Rosemary-Thyme Au Gratin Potatoes
4 tablespoon butter
2 garlic cloves, smashed
1 tablespoon fresh thyme
2 teaspoons chopped fresh rosemary
1 bay leaf
4 Russet potatoes, peeled
2/3 cup grated Gruyere
1/2 cup grated Parmesan
1 egg, beaten
1/2 cup heavy cream
1/4 teaspoon freshly grated nutmeg
Salt and freshly cracked black pepper
Preheat oven to 400 degrees Fahrenheit.
In a small saucepan melt butter, garlic, thyme, rosemary, and bay over low heat; steep 4 minutes, remove from heat. Slice potatoes 1/8-inch thick.

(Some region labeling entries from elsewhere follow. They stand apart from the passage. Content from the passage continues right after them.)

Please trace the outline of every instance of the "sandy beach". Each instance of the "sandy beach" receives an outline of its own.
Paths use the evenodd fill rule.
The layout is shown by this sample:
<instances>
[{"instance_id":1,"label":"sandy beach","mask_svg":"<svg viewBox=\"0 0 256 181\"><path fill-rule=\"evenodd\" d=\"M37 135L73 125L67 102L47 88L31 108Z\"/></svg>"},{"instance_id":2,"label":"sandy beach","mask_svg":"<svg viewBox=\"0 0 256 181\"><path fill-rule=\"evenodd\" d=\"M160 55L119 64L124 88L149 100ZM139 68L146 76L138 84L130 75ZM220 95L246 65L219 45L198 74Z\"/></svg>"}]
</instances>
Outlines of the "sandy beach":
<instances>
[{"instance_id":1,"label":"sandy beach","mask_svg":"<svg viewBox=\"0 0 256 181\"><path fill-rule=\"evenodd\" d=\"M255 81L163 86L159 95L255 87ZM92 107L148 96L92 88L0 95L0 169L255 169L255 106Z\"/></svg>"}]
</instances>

In a large oven-proof skillet drizzle 1 teaspoon of the butter mixture. Arrange potatoes in a neat overlapping pattern. Sprinkle potatoes with salt and pepper, drizzle with butter mixture. Top with 1/3 of the cheeses; repeat two more times, reserving the remaining 1/3 of the cheeses.
In a small bowl whisk together egg, cream and nutmeg; pour over potatoes. Sprinkle remaining cheeses on top. Place pan in oven; bake 40 minutes. Remove from oven, let stand 5 minutes before serving.